Somewhere in the distance a dog yelped in distress. The sound caught his attention and he turned but he couldn’t see anything and the sky was getting darker so he began shooting more quickly.
He had only sunk two baskets and he needed to sink five before he hurried upstairs to his apartment. It was such good fortune to find the courts empty like this. At this time most of the other kids were at the mall or at some girl’s house sharing a bottle of something they had stolen from a parent too drunk to notice it missing. This was the only time when he could find the courts empty.

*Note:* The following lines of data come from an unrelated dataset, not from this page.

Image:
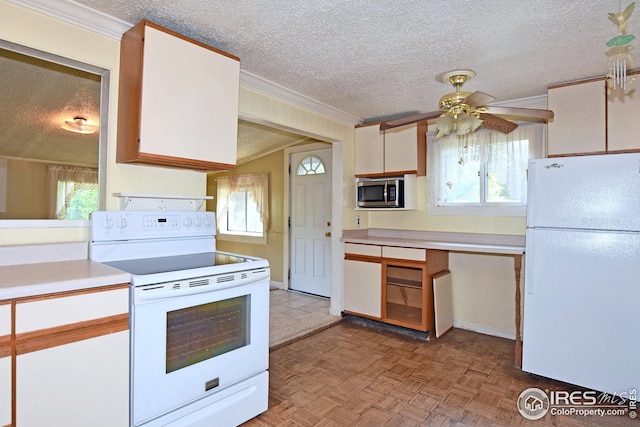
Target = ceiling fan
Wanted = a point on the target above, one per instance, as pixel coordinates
(464, 112)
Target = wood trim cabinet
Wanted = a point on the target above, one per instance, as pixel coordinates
(178, 101)
(396, 285)
(5, 363)
(590, 119)
(70, 358)
(362, 278)
(397, 151)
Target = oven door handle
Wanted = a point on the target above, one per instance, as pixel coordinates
(149, 293)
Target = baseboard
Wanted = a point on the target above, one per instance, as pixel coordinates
(485, 330)
(277, 285)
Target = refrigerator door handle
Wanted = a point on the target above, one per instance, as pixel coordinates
(529, 272)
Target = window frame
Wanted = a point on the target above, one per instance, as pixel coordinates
(484, 208)
(224, 234)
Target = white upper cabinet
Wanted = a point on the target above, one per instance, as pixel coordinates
(591, 119)
(396, 151)
(579, 122)
(623, 120)
(369, 150)
(178, 101)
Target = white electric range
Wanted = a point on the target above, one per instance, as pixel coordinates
(199, 318)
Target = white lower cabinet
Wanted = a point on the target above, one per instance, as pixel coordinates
(85, 383)
(363, 280)
(5, 363)
(72, 359)
(5, 391)
(362, 287)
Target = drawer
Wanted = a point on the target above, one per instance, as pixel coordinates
(367, 250)
(404, 253)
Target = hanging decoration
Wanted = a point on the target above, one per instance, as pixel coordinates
(620, 56)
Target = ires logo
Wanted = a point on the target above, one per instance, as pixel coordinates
(534, 403)
(574, 398)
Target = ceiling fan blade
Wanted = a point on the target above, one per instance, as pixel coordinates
(415, 118)
(497, 123)
(524, 113)
(478, 99)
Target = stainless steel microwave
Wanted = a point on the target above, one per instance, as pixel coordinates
(381, 193)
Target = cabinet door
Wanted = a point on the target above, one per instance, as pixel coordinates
(5, 364)
(369, 150)
(72, 359)
(578, 126)
(405, 149)
(178, 101)
(85, 383)
(189, 100)
(362, 288)
(623, 126)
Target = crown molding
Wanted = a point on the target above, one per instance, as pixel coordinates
(79, 15)
(539, 101)
(251, 81)
(90, 19)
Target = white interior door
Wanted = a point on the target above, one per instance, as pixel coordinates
(310, 220)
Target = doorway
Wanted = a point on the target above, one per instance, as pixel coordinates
(310, 221)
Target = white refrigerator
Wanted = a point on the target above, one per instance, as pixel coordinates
(582, 271)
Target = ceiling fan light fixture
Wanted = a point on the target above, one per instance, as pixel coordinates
(80, 125)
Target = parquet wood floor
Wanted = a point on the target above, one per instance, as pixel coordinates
(350, 375)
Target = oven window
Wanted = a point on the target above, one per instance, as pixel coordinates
(204, 331)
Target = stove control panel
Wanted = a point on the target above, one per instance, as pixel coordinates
(128, 225)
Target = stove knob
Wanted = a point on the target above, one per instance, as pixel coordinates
(107, 223)
(122, 222)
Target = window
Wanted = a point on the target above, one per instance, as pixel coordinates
(484, 169)
(242, 206)
(73, 192)
(310, 165)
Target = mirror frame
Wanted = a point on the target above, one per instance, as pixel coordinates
(102, 138)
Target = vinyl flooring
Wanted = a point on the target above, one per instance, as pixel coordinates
(352, 375)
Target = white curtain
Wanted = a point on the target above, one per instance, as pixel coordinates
(258, 184)
(63, 182)
(502, 157)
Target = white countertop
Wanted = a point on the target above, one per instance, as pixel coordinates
(26, 272)
(458, 242)
(49, 277)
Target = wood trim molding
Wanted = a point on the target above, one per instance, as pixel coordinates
(65, 294)
(28, 342)
(5, 346)
(363, 258)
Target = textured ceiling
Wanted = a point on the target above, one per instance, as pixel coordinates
(379, 59)
(36, 98)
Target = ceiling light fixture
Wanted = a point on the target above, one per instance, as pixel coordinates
(79, 125)
(458, 116)
(619, 54)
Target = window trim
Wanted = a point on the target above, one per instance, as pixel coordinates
(486, 209)
(243, 237)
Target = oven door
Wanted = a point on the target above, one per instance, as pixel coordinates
(197, 342)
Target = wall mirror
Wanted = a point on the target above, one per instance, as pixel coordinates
(53, 142)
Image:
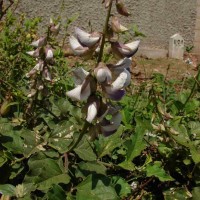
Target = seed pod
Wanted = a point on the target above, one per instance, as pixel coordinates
(5, 108)
(121, 8)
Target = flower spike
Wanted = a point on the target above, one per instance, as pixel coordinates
(85, 38)
(102, 73)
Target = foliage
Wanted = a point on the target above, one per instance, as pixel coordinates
(56, 154)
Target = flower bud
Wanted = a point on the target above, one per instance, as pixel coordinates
(102, 73)
(121, 8)
(116, 26)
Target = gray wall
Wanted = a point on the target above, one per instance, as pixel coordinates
(157, 19)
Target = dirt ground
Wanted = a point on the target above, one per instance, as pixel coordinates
(143, 68)
(171, 68)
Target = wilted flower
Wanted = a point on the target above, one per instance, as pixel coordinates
(116, 26)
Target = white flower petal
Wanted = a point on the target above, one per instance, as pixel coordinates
(122, 80)
(92, 112)
(132, 48)
(79, 75)
(102, 73)
(113, 124)
(79, 95)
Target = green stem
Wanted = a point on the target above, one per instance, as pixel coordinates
(74, 145)
(193, 88)
(105, 30)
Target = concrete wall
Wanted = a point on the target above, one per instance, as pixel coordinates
(157, 19)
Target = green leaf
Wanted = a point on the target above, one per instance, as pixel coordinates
(156, 170)
(127, 165)
(56, 193)
(105, 145)
(122, 188)
(12, 141)
(86, 168)
(192, 105)
(96, 187)
(85, 151)
(62, 136)
(45, 172)
(7, 189)
(137, 144)
(196, 193)
(177, 193)
(33, 142)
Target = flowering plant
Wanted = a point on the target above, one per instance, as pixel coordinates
(106, 82)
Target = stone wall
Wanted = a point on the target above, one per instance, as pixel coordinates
(157, 19)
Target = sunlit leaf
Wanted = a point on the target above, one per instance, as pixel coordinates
(98, 187)
(157, 170)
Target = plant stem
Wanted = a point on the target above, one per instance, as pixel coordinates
(105, 30)
(193, 88)
(74, 145)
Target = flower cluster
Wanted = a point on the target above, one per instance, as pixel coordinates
(83, 43)
(44, 56)
(107, 82)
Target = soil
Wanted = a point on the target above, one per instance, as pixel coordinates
(143, 68)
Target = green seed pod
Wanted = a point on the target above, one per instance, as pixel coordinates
(5, 108)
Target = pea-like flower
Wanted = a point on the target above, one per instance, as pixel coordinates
(84, 43)
(85, 84)
(116, 26)
(109, 126)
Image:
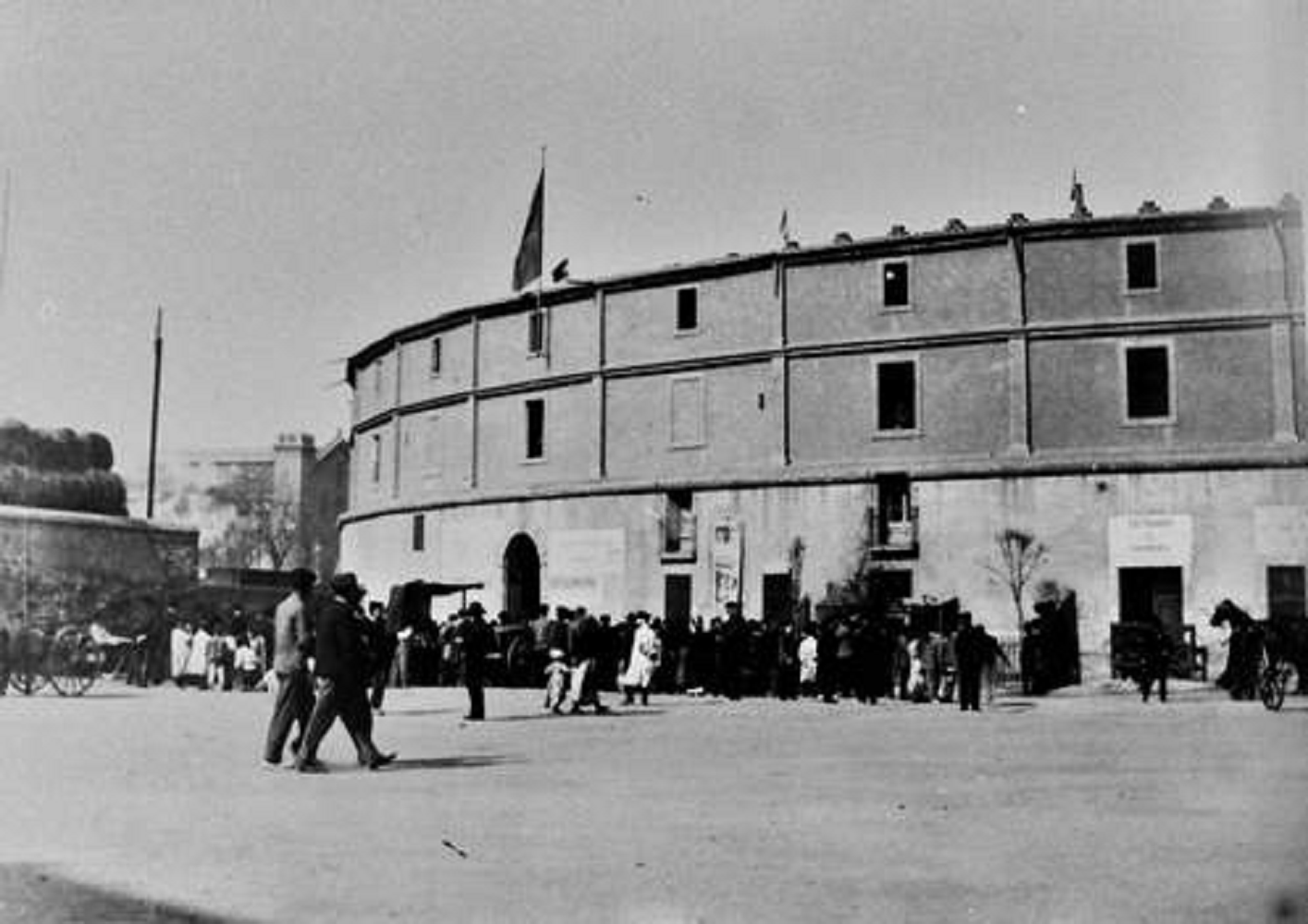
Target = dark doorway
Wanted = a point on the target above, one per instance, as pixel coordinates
(776, 598)
(520, 579)
(887, 587)
(677, 598)
(1144, 593)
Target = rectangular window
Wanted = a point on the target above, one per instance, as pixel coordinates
(679, 526)
(434, 368)
(687, 410)
(432, 447)
(687, 310)
(896, 396)
(892, 517)
(1286, 592)
(1141, 259)
(895, 289)
(1147, 382)
(535, 409)
(536, 332)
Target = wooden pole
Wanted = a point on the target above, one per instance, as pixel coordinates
(154, 413)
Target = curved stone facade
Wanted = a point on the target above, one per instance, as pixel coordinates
(889, 403)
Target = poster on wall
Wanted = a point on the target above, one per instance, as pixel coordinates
(1150, 540)
(727, 551)
(585, 567)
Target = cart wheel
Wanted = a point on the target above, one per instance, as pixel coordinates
(73, 662)
(27, 662)
(1272, 687)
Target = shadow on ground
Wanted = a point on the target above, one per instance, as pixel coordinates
(457, 762)
(605, 713)
(31, 894)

The boys in the complex called Sebastian, “Pudge”.
He would have loved to play basketball with them after school when the sun was shining and it was a real game. That’s when they kept score and argued vehemently over fouls and crowds of kids stood by shouting encouragement to friends and abuse at the others. The courts were alive then. In the light of the day he could sink more than half of his shots. He was sure of it and of course he would get better with competition but they didn’t like him and they seldom let him play during that desirable time.
He held the ball with two hands between his legs and heaved it up like a five year old shooting a ball and he missed again. At school, the teachers liked him and he did well but he wasn’t good at sports. He liked to read books. He liked both new stuff and the older books by Mark Twain or Bram Stoker.
Once his teacher told his mother, “I’ve never met such a bright boy. We should consider excelling him into a higher grade or maybe even two grades higher.”
Sebastian’s mother didn’t always have the best parenting skills but she knew her son and she realized if he didn’t fit in with the kids his own age then it would be a disaster to put him ahead. He would be a freak if he was placed in a grade with older students. He would be a mascot not a friend. Even now he tutored the children in the higher grades with mathematics and this made him stand out enough although the truth was that Sebastian loved to do mathematics.
There were math contests on the internet that allowed you to compete with kids from all over the world. Sometimes he would start working on a math puzzle while eating some dinner and his mother would come home after midnight and find him sleeping by his computer. He never told the children in the apartment complex about his love of math, he said he liked basketball. Sebastian knew this was the way to fit in.
“Three!” He wiped his brow. “Finally, three.”
The dog whimpered again.
Sebastian would have nagged the other boys to let him play but they always but he hated when he played with them and his mother came down to the court smoking a cigarette and wearing her tight jeans and high heels. Sometimes she would have a bottle of beer in her hand because “after spending the night dealing black jack to drunks she needed a cold one.”